There are several child rights which are included in the UNCRC. However, there are certain that stand above others considering the gravity. These include right to health, education, family life, play and recreation, an adequate standard of living and to be protected from abuse and harm. Children’s rights cover their developmental and age-appropriate needs that change over time as a child grows up.
There are three major principles that underpin all the child rights:
This means that all children share the same rights. Specifically the right to develop their potential in every situation at all times. For example, each and every child should have equal access to education regardless of the child’s gender, race, ethnicity, nationality, and other statuses.

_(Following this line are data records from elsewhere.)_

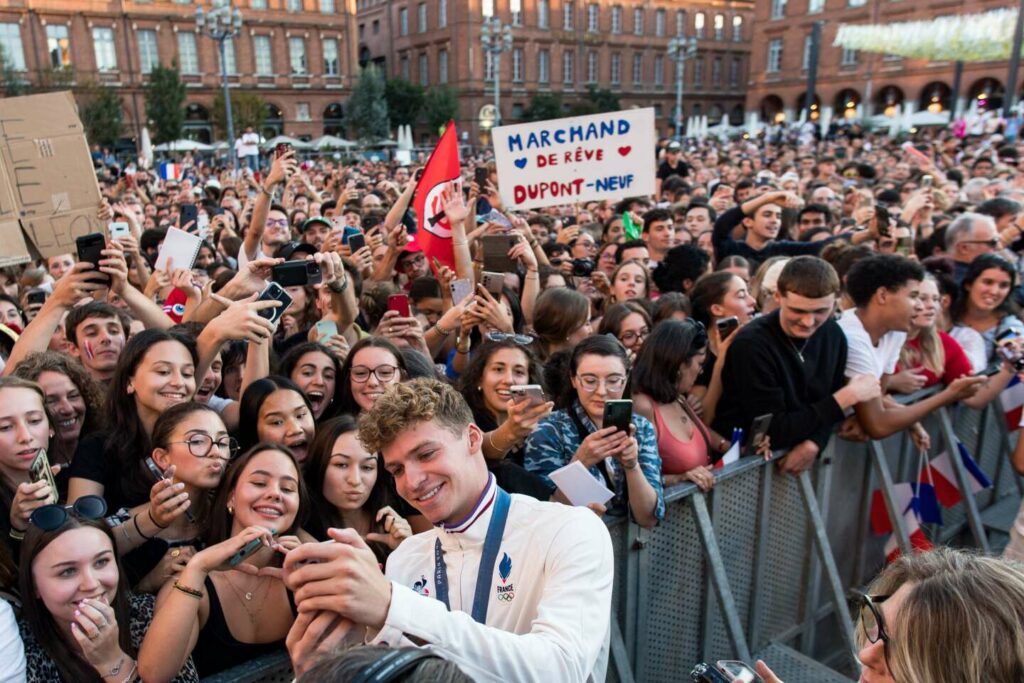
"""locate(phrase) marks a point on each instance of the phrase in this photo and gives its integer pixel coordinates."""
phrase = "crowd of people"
(195, 475)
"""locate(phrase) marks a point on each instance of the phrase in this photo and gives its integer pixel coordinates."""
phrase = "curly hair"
(51, 361)
(406, 404)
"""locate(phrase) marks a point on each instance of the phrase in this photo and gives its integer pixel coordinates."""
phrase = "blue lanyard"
(493, 542)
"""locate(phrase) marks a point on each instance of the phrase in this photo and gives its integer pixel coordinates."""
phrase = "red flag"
(433, 232)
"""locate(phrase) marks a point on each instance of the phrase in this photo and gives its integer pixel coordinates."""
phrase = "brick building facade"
(299, 55)
(852, 83)
(563, 46)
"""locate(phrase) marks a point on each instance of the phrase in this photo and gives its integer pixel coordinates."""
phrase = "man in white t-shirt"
(507, 587)
(885, 290)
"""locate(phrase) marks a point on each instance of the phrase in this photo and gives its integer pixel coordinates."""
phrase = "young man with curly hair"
(507, 587)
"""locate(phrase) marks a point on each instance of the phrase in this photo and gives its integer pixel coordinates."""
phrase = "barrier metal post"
(973, 515)
(719, 577)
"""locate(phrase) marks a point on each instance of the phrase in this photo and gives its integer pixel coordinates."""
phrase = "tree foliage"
(100, 113)
(165, 102)
(544, 105)
(248, 109)
(404, 101)
(366, 113)
(440, 105)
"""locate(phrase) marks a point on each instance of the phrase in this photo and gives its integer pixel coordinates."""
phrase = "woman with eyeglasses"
(79, 622)
(664, 373)
(274, 410)
(984, 304)
(372, 366)
(915, 615)
(348, 489)
(504, 361)
(627, 463)
(225, 612)
(629, 323)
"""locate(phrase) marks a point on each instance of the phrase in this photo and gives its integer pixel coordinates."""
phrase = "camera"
(583, 267)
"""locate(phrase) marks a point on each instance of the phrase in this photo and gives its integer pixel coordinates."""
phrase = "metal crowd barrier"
(761, 566)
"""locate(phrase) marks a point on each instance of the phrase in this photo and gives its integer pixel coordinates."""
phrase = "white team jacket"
(548, 619)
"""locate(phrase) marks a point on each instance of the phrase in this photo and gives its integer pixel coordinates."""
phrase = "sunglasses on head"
(52, 517)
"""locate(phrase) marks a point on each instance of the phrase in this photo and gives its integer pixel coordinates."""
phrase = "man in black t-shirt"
(673, 165)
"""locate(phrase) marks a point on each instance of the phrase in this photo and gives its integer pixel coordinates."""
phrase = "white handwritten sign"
(579, 159)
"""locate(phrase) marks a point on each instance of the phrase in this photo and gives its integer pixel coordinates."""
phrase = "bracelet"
(134, 520)
(148, 511)
(188, 591)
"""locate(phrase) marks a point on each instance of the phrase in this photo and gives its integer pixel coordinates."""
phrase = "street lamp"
(222, 24)
(497, 38)
(681, 48)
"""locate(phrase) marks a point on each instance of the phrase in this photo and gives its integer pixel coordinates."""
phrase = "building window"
(147, 55)
(264, 57)
(10, 40)
(187, 57)
(59, 46)
(297, 55)
(330, 56)
(228, 65)
(102, 43)
(774, 55)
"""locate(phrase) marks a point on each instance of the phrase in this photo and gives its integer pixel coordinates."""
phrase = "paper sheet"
(579, 485)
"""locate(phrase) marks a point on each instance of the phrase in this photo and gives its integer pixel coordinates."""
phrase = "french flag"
(1013, 402)
(940, 473)
(919, 542)
(732, 455)
(171, 171)
(918, 498)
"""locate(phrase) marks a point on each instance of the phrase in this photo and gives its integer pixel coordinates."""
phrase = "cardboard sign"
(579, 159)
(48, 191)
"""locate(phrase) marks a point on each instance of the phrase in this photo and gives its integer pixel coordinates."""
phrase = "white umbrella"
(145, 150)
(331, 142)
(182, 145)
(287, 139)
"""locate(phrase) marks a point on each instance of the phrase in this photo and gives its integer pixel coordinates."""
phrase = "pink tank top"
(679, 457)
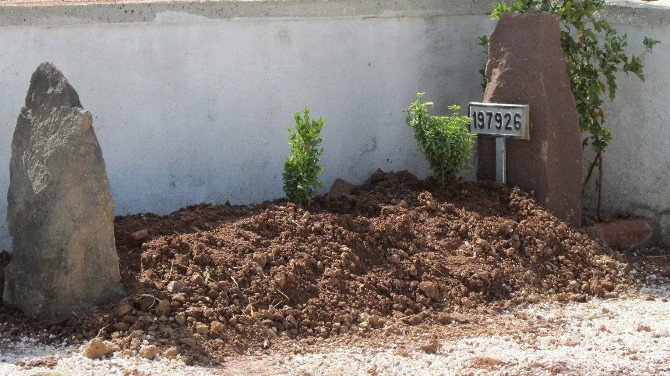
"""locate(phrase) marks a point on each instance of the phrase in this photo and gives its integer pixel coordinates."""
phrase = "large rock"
(60, 210)
(526, 66)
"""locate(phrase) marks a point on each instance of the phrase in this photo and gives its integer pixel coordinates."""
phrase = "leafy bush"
(594, 53)
(301, 168)
(444, 140)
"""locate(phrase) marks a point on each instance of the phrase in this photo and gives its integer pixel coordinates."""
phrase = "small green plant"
(594, 53)
(301, 169)
(444, 140)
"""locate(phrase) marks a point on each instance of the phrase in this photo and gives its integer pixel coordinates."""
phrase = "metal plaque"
(500, 120)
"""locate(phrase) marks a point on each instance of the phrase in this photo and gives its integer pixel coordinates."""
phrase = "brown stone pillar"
(526, 66)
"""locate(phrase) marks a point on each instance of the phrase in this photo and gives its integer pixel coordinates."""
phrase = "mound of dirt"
(208, 281)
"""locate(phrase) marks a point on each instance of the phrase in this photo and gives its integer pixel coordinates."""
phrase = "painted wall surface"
(194, 110)
(637, 162)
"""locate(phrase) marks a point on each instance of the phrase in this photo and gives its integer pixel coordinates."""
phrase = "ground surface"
(623, 336)
(338, 286)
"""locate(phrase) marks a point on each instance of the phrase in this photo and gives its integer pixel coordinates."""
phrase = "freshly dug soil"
(218, 280)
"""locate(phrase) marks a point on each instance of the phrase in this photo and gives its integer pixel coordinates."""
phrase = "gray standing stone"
(60, 209)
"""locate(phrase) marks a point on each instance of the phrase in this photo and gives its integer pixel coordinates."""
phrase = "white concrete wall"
(637, 162)
(191, 100)
(192, 109)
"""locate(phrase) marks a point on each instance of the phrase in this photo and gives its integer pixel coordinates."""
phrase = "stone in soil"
(96, 348)
(60, 211)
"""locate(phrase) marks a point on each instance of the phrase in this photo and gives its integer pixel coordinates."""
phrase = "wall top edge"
(636, 13)
(184, 11)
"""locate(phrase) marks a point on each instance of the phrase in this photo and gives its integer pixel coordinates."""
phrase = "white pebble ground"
(624, 336)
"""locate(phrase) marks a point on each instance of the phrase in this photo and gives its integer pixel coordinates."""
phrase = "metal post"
(501, 167)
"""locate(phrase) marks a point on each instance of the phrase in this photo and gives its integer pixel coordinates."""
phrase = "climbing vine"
(594, 54)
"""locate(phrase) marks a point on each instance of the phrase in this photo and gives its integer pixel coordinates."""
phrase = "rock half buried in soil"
(60, 210)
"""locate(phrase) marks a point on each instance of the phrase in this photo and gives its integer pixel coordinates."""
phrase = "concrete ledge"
(639, 13)
(180, 11)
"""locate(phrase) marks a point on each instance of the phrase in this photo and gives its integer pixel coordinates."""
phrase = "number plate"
(500, 120)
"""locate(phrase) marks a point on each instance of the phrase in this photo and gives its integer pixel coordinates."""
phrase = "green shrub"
(444, 140)
(301, 168)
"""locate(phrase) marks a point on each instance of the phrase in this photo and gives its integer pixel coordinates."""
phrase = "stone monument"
(526, 66)
(60, 209)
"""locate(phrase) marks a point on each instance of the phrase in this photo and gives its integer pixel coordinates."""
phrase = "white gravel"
(624, 336)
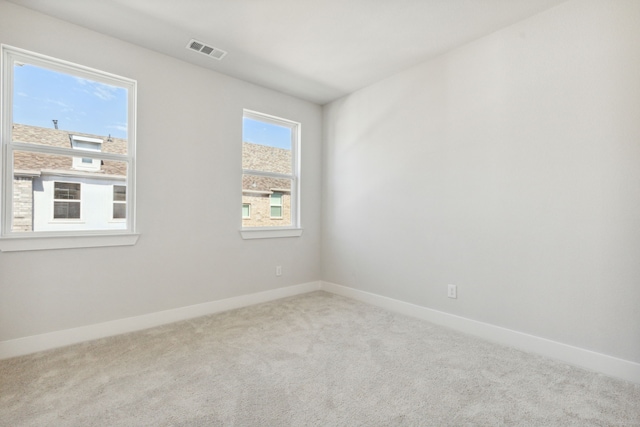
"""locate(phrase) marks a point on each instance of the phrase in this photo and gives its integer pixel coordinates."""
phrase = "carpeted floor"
(311, 360)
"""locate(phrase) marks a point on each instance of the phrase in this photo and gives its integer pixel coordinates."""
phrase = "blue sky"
(266, 134)
(80, 105)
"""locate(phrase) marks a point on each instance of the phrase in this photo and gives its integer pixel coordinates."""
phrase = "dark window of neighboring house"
(275, 201)
(66, 200)
(119, 202)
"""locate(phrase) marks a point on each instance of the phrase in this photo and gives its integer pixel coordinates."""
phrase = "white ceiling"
(317, 50)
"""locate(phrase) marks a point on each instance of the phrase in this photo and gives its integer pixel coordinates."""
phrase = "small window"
(246, 210)
(270, 172)
(66, 200)
(275, 201)
(119, 202)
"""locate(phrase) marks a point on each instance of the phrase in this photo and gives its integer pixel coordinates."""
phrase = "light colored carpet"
(311, 360)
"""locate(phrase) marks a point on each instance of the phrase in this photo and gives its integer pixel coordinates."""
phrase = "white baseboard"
(591, 360)
(35, 343)
(608, 365)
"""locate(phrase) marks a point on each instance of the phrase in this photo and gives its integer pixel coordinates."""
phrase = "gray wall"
(189, 198)
(509, 167)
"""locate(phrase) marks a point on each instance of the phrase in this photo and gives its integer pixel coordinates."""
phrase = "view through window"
(69, 147)
(270, 171)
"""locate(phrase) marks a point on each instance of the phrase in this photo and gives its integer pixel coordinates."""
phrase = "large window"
(68, 139)
(270, 175)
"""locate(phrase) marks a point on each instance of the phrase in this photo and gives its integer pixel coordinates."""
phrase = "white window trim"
(42, 240)
(295, 229)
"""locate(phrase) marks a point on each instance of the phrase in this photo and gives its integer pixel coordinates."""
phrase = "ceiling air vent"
(202, 48)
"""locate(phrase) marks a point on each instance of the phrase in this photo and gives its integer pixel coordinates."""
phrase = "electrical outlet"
(452, 291)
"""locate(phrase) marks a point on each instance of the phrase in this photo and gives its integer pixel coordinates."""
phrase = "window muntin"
(95, 152)
(270, 180)
(119, 202)
(66, 200)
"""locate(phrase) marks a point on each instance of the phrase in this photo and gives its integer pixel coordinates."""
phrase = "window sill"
(38, 243)
(263, 233)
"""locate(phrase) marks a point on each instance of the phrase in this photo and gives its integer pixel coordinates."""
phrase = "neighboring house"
(55, 192)
(266, 201)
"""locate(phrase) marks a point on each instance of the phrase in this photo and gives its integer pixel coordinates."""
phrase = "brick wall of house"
(22, 204)
(261, 211)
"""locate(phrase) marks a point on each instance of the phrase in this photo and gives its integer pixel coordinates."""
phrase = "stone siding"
(22, 204)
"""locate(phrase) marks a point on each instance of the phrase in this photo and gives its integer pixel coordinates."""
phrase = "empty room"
(291, 213)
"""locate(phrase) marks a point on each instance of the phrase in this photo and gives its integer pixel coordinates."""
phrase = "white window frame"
(118, 202)
(294, 229)
(42, 240)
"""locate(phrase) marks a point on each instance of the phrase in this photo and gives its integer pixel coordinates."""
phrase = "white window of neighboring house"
(119, 202)
(65, 122)
(66, 200)
(271, 160)
(275, 202)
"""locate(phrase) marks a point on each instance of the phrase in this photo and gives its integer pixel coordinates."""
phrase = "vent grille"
(204, 49)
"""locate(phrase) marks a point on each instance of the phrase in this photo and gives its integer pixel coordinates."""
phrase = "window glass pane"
(119, 210)
(266, 147)
(262, 193)
(63, 190)
(50, 187)
(51, 107)
(119, 193)
(66, 210)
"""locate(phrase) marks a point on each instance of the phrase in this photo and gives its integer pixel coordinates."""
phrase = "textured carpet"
(311, 360)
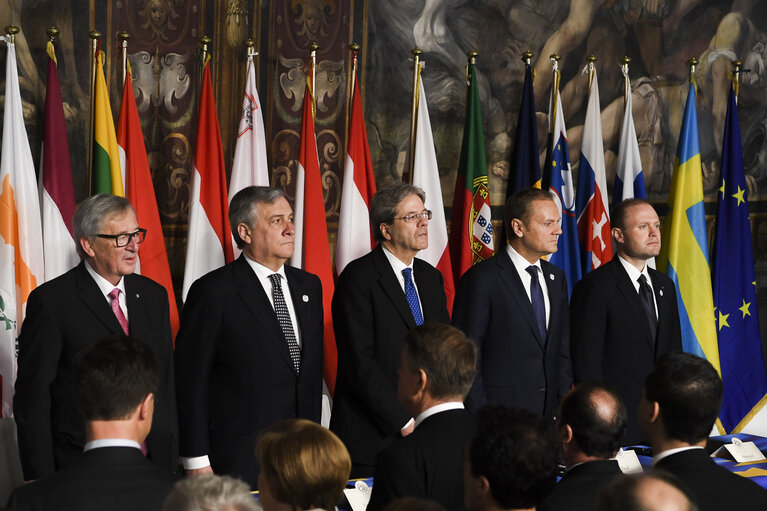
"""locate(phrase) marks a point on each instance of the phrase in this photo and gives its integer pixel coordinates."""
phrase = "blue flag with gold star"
(734, 286)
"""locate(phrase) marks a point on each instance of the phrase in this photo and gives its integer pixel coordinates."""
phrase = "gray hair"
(90, 216)
(242, 209)
(210, 493)
(384, 204)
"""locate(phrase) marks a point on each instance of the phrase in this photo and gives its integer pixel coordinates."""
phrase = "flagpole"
(94, 35)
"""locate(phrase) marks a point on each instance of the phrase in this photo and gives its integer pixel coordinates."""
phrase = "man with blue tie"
(379, 297)
(514, 306)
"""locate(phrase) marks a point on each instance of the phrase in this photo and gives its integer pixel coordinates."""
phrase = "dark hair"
(383, 205)
(446, 355)
(515, 450)
(111, 378)
(242, 208)
(688, 391)
(519, 206)
(597, 417)
(618, 214)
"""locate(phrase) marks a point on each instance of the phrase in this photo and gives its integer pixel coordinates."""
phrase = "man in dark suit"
(378, 298)
(436, 371)
(99, 297)
(616, 334)
(249, 351)
(514, 306)
(114, 383)
(590, 426)
(679, 406)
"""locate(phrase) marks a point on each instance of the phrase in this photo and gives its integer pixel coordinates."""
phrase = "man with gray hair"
(101, 296)
(378, 298)
(249, 351)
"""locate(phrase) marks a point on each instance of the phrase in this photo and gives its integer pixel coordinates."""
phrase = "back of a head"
(304, 464)
(656, 491)
(597, 418)
(515, 451)
(111, 378)
(446, 355)
(689, 392)
(210, 493)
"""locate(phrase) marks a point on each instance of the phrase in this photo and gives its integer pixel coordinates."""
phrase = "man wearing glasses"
(378, 298)
(99, 297)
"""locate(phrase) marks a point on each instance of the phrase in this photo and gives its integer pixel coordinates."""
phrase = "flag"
(57, 194)
(249, 167)
(209, 242)
(139, 190)
(471, 234)
(354, 234)
(684, 247)
(734, 288)
(426, 176)
(312, 232)
(21, 240)
(560, 182)
(106, 174)
(596, 246)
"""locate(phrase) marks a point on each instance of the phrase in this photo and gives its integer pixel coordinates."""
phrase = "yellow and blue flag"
(734, 285)
(684, 247)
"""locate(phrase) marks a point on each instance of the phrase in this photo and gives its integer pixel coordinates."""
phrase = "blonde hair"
(305, 465)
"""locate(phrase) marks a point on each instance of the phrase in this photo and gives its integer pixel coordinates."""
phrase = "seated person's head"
(303, 466)
(681, 399)
(511, 460)
(655, 491)
(210, 493)
(115, 380)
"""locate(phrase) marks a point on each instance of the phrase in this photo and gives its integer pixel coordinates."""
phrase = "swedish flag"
(734, 284)
(684, 247)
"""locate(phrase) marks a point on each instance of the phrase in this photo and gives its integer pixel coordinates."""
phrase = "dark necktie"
(283, 316)
(412, 296)
(536, 298)
(645, 293)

The primary interest of every child has to be “a primary consideration,” which must be used to resolve every conflict, especially between different rights. For example, while making any kind of a national decision regarding the national budget, the government must deeply consider how the decision will impact the interests and condition of children.
3. Right to survival
The right to survival and development underscores the vital importance of ensuring access to basic services as well as to the equitable distribution of opportunity for children in order to achieve their full development. For example, a child with a disability should have effective access to education and health care to achieve their full potential.